A moderate to good reliability was found within rater measurements. The average measure ICC2k was 0.81 with a 95% confidence interval from 0.70 to 0.90 F(27, 513) = 5.3, p < 0.0001.

The results of the listening test revealed that the original neutral synthesized voices were considered more likable than voices with advertising styles transferred on them [Moriginal = 0.39 vs. Mcalm =0.09, t(130) = 2.48, p = 0.014; Moriginal = 0.39 vs. Menergetic = −0.21, t(141) = 4.81, p < 0.001]. Of the advertising styles transferred on the original voices, the listeners overwhelmingly preferred the calm advertisement style [Mcalm = 0.09 vs. Menergetic = −0.21, t(474) = 3.4, p < 0.001], see Figure 1.

FIGURE 1
www.frontiersin.org

Figure 1. The normalized likability scores for the original synthesized speech and the style-transferred calm and energetic advertising styles.

Looking at the synthesized voices separately, the original neutral synthesized voices ranked best to worst as follows: F2 (M = 0.55), M2 (M = 0.41), F1 (M = 0.39), M1 (M = 0.20), but there was no significant difference in their scores. The calm advertising style was rated significantly higher than the energetic style in the cases of F1 and M2 [MF1_calm = 0.39 vs. MF1_energetic = −0.29, t(113) = 2.42, p = 0.017; MM2_calm = 0.02 vs. MM2_energetic = −0.69, t(117) = 4.21, p < 0.0001]. There was no significant difference between the two styles for F2 and M1 [MF2_calm = 0.03 vs. MF2_energetic = 0.14, t(117) = −0.58, p = 0.527; MM1_calm = 0.19 vs. MM1_energetic = −0.01, t(118) = 1.15, p = 0.252], see Figure 2.

FIGURE 2
www.frontiersin.org

Figure 2. The normalized likability scores for the original synthesized speech and the style-transferred calm and energetic advertising styles for each voice separately.

The calm and energetic advertisement performance styles were acoustically quite different: out of the 88 eGeMAPS parameters, 37 significantly differentiated these styles, of which 7 were frequency related, 10 energy/amplitude related, and 20 were spectral parameters. Tempo parameters did not belong among the differentiating features. The amount of significant parameters differentiating the styles reveals that styles might not be characterizable by a single feature, but rather a combination of features, some of which might lack a specific perceptible counterpart. The acoustic eGeMAPS parameters that differentiate the styles are presented with descriptions in the Supplementary material (see List of eGeMAPS parameter abbreviations and Supplementary Table 1).
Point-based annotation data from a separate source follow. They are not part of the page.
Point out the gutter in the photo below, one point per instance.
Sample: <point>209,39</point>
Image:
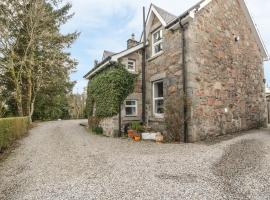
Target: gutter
<point>143,70</point>
<point>183,27</point>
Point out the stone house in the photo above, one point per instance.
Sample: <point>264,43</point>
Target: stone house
<point>212,53</point>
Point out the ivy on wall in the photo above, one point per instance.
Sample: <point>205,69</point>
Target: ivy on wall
<point>108,89</point>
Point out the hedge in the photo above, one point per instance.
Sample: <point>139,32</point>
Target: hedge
<point>12,129</point>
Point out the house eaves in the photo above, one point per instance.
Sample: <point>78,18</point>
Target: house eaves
<point>111,59</point>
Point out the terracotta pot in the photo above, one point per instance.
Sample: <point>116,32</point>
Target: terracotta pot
<point>130,133</point>
<point>137,138</point>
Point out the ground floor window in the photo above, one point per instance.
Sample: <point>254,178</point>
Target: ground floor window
<point>158,98</point>
<point>131,107</point>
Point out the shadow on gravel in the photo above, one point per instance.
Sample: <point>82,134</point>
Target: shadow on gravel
<point>239,160</point>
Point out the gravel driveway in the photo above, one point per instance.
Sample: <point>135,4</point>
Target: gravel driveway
<point>60,160</point>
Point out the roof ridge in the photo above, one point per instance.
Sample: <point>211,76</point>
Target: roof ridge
<point>165,15</point>
<point>159,8</point>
The parameters that offer a more evident interpretation indicate that a calm advertisement style was characterized by lower pitch (lower f0), quieter voice (lower loudness, smaller mean alpha ratio), with no abrupt changes in loudness (smaller rising and falling slopes of loudness), and a sonorous voice (less steep spectral slope). The calm advertising style was also characterized by a more neutral rather than an emotional performance (see Liu and Xu, 2014; Pralus et al., 2019; Voße et al., 2022; lower spectral flux, lower f0, bigger rising slope f0, and smaller falling slope of f0, higher Hammarberg index), and the calm style is also differentiated from the energetic by parameters related to timbre (higher MFCC2, MFCC3, MFCC4, see Nordström, 2019, p. 27). See Figure 3.

FIGURE 3
www.frontiersin.org

Figure 3. The acoustic parameters differentiating the advertising styles. Spectral parameters: slope 0–500 Hz = linear regression slope of the logarithmic power spectrum for 0–500 Hz region, alpha ratio = ratio of the summed energy from 50–1000 Hz, Hammarberg index = the ratio of the strongest energy peaks in the 0–2 kHz vs 2–5 kHz regions, MFCC2,3,4 = second, third, and fourth Mel-frequency cepstral coefficient; harmonic difference H1-AF3 = ratio of energy of the first f0 harmonic (H1) to the energy of the highest harmonic in the third formant range (A3), spectral flux = difference of the spectra of two consecutive frames; Energy/Amplitude related parameters: loudness = estimate of perceived signal intensity from an auditory spectrum, rising/falling slope loudness = slope of rising/falling signal parts of loudness, shimmer = difference of the peak amplitudes of consecutive f0 periods; Frequency related parameters: f0 = logarithmic fundamental frequency on a semitone frequency scale, starting at 27.5 Hz (semitone 0), rising/falling slope f0 = slope of rising/falling signal parts of f0; VR, voiced regions; UVR, unvoiced regions (see descriptions in Eyben et al., 2016).

4. Discussion

In this study we attempted to answer the question of which performance style Estonians prefer in audio advertisements, if the advertisement is performed by a synthesizer. We were also interested in which acoustic features characterize the performance styles. The audio advertisements we obtained from media companies were described by them as calm or energetic based on performance style. A similar division has arisen in intercultural studies, where speech styles in advertising have been associated with the dominant sales strategy in the culture: a calmer style corresponds to the soft sell strategy while the energetic style corresponds to the hard sell strategy (see Desmarais, 2000; Desmarais and Vignolles, 2019).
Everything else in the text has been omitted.